Originally Posted by HardCaliber
I was wondering the same thing about the bulb life-span. Sony is promoting it was having a long-life, but isn't this unproven tech? It's a "hot" bulb and heat is often a cause of things wearing out over time.
I'm just curious because the Bravia VE5 is way up on my short list of what to buy soon. I saw a demo unit at BB yesterday and I thought it was a stunning picture. The best my admittedly untrained eye has seen.
After investigating a bit about the bulbs, it seems that the terms are pretty misleading. From what I've read, hot cathodes are filled with low-pressure gas and heated by the Tungsten coil (which releases electrons to light the bulb). It is not the gas that runs out, but traditionally the Tungsten filament that breaks after being worn down by its own heat.
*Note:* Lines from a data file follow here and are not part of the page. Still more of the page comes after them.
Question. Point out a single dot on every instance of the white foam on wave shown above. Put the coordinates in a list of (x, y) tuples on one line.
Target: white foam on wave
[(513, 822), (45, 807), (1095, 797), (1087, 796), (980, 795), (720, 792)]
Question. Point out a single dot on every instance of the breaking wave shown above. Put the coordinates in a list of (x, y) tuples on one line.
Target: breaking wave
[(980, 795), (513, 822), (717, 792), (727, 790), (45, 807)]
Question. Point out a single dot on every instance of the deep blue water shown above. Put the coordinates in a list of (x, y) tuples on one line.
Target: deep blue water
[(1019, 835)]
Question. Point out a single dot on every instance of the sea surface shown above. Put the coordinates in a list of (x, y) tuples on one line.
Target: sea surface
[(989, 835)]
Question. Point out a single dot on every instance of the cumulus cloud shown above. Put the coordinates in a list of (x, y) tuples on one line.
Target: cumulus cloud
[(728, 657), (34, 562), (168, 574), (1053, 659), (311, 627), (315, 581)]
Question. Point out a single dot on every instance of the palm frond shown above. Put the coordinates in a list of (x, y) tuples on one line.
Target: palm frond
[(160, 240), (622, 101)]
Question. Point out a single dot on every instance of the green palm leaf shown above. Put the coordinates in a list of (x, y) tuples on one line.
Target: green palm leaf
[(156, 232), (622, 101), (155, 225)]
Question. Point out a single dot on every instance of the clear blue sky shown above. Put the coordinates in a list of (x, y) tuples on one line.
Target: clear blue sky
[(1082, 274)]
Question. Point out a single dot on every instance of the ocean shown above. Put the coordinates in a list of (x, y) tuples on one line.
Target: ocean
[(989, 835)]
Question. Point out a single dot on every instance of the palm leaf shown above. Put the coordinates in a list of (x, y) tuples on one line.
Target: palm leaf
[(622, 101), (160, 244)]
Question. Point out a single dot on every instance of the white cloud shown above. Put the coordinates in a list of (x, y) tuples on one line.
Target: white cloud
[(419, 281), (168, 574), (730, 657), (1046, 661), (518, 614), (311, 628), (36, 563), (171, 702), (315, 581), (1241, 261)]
New hot cathode filaments are actually covered, rather than bare (and are also often removed from direct interaction with the gas), reducing the amount of energy needed to heat the gas and emit light. Since they are covered, the disintegration of the Tungsten is also lessened.
A cold cathode is coated on its interior with material that can create electrons by being struck with fast-moving ions, lighting the bulb. Yet, to do this requires a large amount of voltage and although the initial energy used does not heat the cathode (thus, cold cathode), sustained lighting creates a large amount of heat.
This is speculation, but if Sony's smaller hot cathode is designed as an indirect, covered filament, it should have a long lifetime.